The indication for reoperation is obviously related to the appearance of uncontrolled high blood pressure and left ventricular hypertrophy or dilation. Systemic signs of hypertension or the detection of an aneurysm at the original repair site may suggest the need for reoperation too. In our patient, the diagnosis was confirmed by MRI and the decision of intervention was dictated by the presence of fibrosis at the site of the previous operation and around the Dacron graft inserted. The good general clinical conditions, the age, and the type of previous operation suggested an open repair. As reported by Brown et al. [4], surgical repair of recurrent coarctation produces good and lasting results in the majority of the patients and remains the gold standard. Endovascular treatment is an adequate option in some cases, being less invasive than an open procedure and also with a lower initial cost and a shorter hospital stay.

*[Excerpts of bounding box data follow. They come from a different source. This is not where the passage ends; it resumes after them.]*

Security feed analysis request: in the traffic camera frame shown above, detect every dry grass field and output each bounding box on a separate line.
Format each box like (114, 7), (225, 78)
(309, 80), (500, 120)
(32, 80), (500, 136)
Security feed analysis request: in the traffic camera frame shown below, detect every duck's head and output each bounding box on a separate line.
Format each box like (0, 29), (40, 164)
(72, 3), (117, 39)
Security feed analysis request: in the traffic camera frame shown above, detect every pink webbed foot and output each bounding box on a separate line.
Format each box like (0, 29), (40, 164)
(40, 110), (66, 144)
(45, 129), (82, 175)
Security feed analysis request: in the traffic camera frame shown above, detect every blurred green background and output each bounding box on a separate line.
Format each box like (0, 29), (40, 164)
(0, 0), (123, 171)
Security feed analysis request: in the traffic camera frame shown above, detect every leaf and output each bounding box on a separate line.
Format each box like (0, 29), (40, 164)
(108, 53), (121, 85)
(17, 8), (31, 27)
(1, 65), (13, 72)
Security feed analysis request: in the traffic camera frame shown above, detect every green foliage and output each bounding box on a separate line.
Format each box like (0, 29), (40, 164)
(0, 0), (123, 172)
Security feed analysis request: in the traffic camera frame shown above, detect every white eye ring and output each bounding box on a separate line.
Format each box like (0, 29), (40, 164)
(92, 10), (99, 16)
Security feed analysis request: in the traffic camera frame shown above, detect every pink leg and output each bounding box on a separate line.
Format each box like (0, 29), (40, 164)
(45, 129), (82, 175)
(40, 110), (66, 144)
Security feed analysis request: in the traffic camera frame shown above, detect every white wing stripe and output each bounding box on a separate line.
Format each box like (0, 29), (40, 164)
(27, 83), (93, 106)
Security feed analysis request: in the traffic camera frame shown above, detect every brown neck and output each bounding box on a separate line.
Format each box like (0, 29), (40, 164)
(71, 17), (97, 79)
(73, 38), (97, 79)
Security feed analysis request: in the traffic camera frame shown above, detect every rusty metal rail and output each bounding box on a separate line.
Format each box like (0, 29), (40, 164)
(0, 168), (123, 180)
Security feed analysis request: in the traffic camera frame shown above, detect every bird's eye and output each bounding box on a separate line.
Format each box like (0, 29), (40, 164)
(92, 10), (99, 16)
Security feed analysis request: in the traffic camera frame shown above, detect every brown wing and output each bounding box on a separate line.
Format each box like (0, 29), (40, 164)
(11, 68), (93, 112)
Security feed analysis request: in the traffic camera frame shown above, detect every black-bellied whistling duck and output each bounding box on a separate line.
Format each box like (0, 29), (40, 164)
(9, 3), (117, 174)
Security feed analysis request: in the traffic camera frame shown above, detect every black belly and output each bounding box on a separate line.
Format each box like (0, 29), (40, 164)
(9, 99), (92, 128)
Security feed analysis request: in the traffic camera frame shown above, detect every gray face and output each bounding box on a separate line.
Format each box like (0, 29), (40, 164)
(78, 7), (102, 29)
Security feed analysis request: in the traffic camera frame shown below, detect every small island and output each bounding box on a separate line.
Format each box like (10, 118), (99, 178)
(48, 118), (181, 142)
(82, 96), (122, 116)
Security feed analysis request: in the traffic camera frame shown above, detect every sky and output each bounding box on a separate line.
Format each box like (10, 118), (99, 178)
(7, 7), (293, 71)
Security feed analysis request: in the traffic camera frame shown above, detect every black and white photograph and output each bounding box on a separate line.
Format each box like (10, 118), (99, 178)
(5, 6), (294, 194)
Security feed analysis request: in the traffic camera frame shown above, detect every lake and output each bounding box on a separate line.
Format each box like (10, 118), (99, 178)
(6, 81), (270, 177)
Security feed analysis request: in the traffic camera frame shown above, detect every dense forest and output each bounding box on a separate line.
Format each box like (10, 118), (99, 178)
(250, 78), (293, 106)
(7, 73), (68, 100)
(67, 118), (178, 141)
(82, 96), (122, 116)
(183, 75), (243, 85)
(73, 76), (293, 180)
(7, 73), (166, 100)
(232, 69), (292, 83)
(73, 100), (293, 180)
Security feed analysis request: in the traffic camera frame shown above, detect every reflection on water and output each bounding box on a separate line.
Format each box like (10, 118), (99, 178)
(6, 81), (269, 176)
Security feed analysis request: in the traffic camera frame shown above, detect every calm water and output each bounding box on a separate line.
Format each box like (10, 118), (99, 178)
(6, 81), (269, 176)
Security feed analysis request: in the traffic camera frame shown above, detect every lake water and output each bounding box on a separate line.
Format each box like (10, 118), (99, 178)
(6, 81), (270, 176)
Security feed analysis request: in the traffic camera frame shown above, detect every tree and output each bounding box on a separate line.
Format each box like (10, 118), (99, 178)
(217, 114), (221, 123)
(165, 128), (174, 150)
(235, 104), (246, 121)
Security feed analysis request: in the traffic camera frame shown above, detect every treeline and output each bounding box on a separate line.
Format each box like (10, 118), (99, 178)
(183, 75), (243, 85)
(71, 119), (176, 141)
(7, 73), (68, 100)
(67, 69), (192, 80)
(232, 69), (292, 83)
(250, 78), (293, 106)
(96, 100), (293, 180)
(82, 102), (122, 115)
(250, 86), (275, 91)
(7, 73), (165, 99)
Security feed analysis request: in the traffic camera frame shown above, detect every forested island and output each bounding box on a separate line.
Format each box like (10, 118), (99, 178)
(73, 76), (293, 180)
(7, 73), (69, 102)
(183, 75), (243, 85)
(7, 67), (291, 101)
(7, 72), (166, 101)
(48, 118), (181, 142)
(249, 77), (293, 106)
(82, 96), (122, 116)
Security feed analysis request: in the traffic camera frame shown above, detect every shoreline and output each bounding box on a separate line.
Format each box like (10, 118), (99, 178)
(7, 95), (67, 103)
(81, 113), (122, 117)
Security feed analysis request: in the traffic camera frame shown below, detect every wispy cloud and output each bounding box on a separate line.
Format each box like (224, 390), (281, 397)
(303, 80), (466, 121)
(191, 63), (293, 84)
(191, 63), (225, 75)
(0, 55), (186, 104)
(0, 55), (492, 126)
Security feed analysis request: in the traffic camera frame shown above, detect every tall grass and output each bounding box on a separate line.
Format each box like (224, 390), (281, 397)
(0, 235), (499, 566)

Angioplasty and stent placement reduce the rate of aneurysms formation but aortic rupture is a potential lethal complication and often requires an urgent operation: aortic endograft in these circumstances is an effective treatment but a residual stenosis at the site of recurrent coarctation makes it very difficult. However in patients with previous small size tube graft, an open surgical correction is mandatory. The majority of the authors [5] suggest an anatomical aortic reconstruction. The surgical approach is dictated by the site of aortic stenosis and the presence of an arch hypoplasia. If the recurrent obstruction is proximal to the coarctation repair and if the transverse aortic arch remains hypoplastic, a median sternotomy is preferable. If the recurrent coarctation is just proximal or distal to subclavian artery the lesion may be best approached through a redo left thoracotomy.

In some cases an extra-anatomical bypass from ascending to descending aorta is advised by a median sternotomy. A direct approach to the recurrent coarctation is, in many cases, dangerous due to diffuse fibrous adhesions. In our patient, also, a previous costal fracture at the left hemithorax worsened the local anatomical conditions. In these cases proximal aortic control may be difficult and dissection of fibrous periaortic tissue can produce lung parenchymal lesions. The presence of a thin aortic wall is another possible problem that increases technical difficulties. The extra-anatomical bypass avoids all these problems and, through a median sternotomy, also allows the repair of associated heart pathology. The approach to descending thoracic aorta through the posterior pericardium is easy and the elevation of heart apex allows a correct placement of the graft and a simple anastomosis. In addition, circulatory arrest and circulatory support established between the left atrium and inferior pulmonary vein and the descending aorta is short.

4. Conclusion

The extra-anatomical bypass from ascending to descending aorta, for recurrent aortic coarctation, is advised through a median sternotomy and seems to be an effective and safe procedure. It may be considered an effective alternative to the anatomical aortic reconstruction in those cases with recurrent aortic coarctation unfit for endovascular treatment.